Insight P1: first-glance accessible search tools

Decision: to improve the labels of the search field and filter tool that are located in the center of the screen.

Refining the design

Design Kit

To start the high-fidelity prototyping design stage, I put together a design kit with the main elements of the graphical system for Vision App. I created this kit using Material Design.

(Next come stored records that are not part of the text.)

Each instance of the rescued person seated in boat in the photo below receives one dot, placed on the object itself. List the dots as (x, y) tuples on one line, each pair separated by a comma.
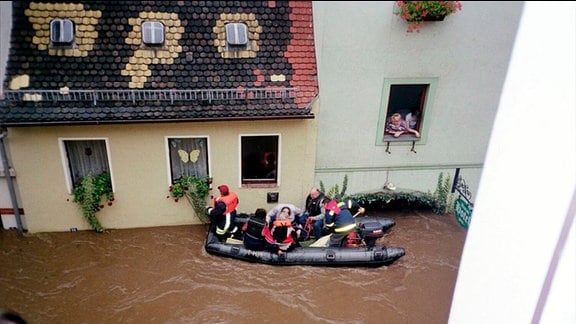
[(315, 223), (280, 235), (253, 237), (223, 212), (273, 213), (294, 214)]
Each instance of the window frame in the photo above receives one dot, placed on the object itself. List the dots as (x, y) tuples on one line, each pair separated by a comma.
[(62, 22), (151, 30), (66, 162), (167, 153), (238, 27), (383, 139), (260, 182)]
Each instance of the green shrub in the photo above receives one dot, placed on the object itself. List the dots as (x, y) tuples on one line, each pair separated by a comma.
[(88, 193), (335, 192), (195, 190)]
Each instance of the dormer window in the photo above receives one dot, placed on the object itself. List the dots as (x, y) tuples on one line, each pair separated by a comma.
[(236, 34), (62, 32), (152, 33)]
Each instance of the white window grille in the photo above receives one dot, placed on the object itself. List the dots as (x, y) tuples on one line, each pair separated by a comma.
[(62, 31), (152, 33), (236, 34)]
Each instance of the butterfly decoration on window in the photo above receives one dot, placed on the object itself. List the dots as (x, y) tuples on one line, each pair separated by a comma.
[(192, 157)]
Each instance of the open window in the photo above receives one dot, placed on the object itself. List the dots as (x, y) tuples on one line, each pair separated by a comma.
[(188, 156), (62, 32), (84, 157), (260, 159), (236, 34), (405, 104), (153, 33)]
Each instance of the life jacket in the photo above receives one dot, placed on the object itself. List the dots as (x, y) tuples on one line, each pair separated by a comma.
[(282, 223), (231, 201), (279, 235)]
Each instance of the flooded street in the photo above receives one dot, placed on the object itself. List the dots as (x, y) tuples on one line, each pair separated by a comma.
[(164, 275)]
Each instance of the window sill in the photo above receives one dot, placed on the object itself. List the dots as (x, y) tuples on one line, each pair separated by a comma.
[(401, 138), (259, 185)]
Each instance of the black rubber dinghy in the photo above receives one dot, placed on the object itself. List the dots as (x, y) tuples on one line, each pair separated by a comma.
[(368, 256)]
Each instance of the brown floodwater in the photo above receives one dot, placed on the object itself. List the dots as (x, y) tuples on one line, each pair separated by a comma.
[(164, 275)]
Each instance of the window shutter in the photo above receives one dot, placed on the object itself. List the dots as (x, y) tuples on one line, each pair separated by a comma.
[(236, 34), (61, 31), (152, 33)]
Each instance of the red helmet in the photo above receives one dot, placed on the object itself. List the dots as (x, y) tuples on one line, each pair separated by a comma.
[(333, 206)]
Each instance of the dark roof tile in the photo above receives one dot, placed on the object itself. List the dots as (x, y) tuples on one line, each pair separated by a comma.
[(109, 55)]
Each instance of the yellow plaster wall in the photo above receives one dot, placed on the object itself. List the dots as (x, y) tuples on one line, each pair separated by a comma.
[(140, 171)]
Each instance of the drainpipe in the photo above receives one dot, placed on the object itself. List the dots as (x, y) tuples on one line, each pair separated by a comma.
[(6, 165)]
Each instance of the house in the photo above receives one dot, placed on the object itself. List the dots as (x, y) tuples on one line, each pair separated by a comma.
[(147, 92), (369, 67)]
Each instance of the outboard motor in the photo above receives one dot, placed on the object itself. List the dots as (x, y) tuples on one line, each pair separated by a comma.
[(371, 232)]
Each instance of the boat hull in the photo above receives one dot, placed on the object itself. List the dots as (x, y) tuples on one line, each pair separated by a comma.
[(314, 256)]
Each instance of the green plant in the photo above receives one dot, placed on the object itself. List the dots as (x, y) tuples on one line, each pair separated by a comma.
[(394, 200), (89, 192), (195, 190), (416, 12), (335, 192), (443, 197)]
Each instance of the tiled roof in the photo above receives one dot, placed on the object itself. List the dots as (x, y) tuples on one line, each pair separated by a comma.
[(108, 54)]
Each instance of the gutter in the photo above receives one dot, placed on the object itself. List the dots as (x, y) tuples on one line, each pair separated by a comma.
[(6, 164)]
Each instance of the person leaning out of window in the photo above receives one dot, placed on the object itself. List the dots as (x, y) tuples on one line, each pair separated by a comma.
[(397, 126)]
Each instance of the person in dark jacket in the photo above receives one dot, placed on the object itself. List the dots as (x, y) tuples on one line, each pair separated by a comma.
[(340, 220), (313, 208), (253, 237), (223, 213)]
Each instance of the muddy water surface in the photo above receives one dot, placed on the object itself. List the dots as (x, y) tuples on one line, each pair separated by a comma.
[(163, 275)]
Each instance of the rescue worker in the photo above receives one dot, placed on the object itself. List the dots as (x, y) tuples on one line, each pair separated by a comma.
[(340, 220), (253, 237), (223, 212)]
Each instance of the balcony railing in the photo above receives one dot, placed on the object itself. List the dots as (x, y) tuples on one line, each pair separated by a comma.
[(171, 95)]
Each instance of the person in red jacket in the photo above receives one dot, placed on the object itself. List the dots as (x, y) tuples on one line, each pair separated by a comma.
[(280, 234), (223, 212)]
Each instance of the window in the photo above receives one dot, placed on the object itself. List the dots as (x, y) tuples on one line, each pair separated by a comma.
[(260, 159), (237, 34), (408, 100), (152, 33), (62, 32), (188, 156), (82, 157)]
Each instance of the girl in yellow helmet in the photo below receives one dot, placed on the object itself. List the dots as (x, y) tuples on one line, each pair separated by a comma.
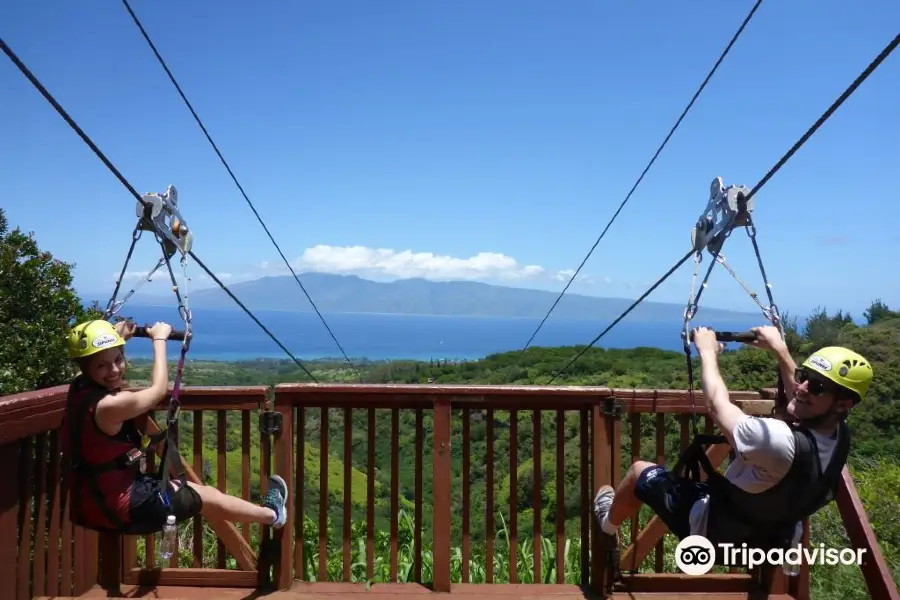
[(102, 441)]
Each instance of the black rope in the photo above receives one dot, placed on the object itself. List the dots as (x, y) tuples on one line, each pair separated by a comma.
[(37, 84), (825, 116), (647, 168), (250, 313), (237, 183), (622, 316)]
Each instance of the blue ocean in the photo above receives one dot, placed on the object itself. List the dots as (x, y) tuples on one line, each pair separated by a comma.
[(226, 335)]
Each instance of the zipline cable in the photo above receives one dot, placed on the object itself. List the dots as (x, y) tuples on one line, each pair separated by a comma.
[(236, 182), (803, 139), (622, 316), (87, 140), (647, 168)]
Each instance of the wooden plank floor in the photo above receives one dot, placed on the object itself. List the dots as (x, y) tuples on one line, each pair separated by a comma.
[(327, 591)]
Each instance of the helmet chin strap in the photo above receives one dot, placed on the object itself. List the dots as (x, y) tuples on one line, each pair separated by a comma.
[(831, 414)]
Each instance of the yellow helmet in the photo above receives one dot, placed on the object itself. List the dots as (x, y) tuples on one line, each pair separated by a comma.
[(842, 366), (92, 337)]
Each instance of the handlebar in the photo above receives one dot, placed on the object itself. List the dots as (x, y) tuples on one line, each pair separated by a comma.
[(175, 336), (731, 336)]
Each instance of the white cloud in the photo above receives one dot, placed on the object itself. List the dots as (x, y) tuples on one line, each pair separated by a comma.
[(566, 274), (405, 264)]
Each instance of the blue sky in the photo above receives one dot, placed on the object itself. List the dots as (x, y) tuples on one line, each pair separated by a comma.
[(396, 139)]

One of my purposes when doing this, was to make my work more suitable for collaboration with development.

Final solution

This product aims to improve the customer experience of patients before and after receiving medical attention in the Eye Hospital, by allowing them to manage their medical documentation, control medical instructions, and help themselves to solve doubts from anywhere.

Home screen

Vision’s home screen shows users the main sections of the app.

Here, they can visualize and access the document and checklists management tools and ask questions related to their visual health with the self-help search tool.

Multiple possibilities

In the navigation drawer, users have access to different destinations in the app.

This modal drawer allows the users to visualize the tools of the three main app sections in a list view.

Checklists screen

On the checklists main screen, users find access to the three main tools in this category: create a new checklist, access the full list of ready-to-use checklists, and access their own checklists.

Ready-to-use checklists

In this section, users have the ability to explore the entire collection of checklists.

These checklists are tagged according to procedure type, and users can search for the desired list with keywords or filter by procedure.

Category selection

With the category filter, users can easily find their target checklist by procedure category, namely, outpatient surgery, specialty consultation, medical procedure, diagnostic testing, or specialty laser surgery.

Taking the control

Finally, when users access the checklist of their interest, they can check and verify the different requirements and instructions to stay on top of essential requirements before and after their visual medical procedures.

Hi-fidelity prototype

Finally, I generated a high-fidelity prototype focused in one user flow, the flow’s task is to find a ready-to-use checklist for the cataract extraction procedure. 

💡Note: to interact with and see the prototype on a larger scale, you can click the “full screen” button in the upper right corner, which appears while you hover.

Going forward

Next steps

To keep working on this project I would continue as follows:

  • Second round of user testing using the high fidelity prototype.
  • Implementation of changes and improvements based on insights. 

What I learned

Throughout this project, I was able to learn about the different stages of the user-centered design process. I learned that every process is different and that the methods and tools we use to address problems and work on solutions can vary and be adjusted to the context.

Finally, I learned that a problem can be addressed in multiple ways, and that the most important is to promote paths that make sense to people.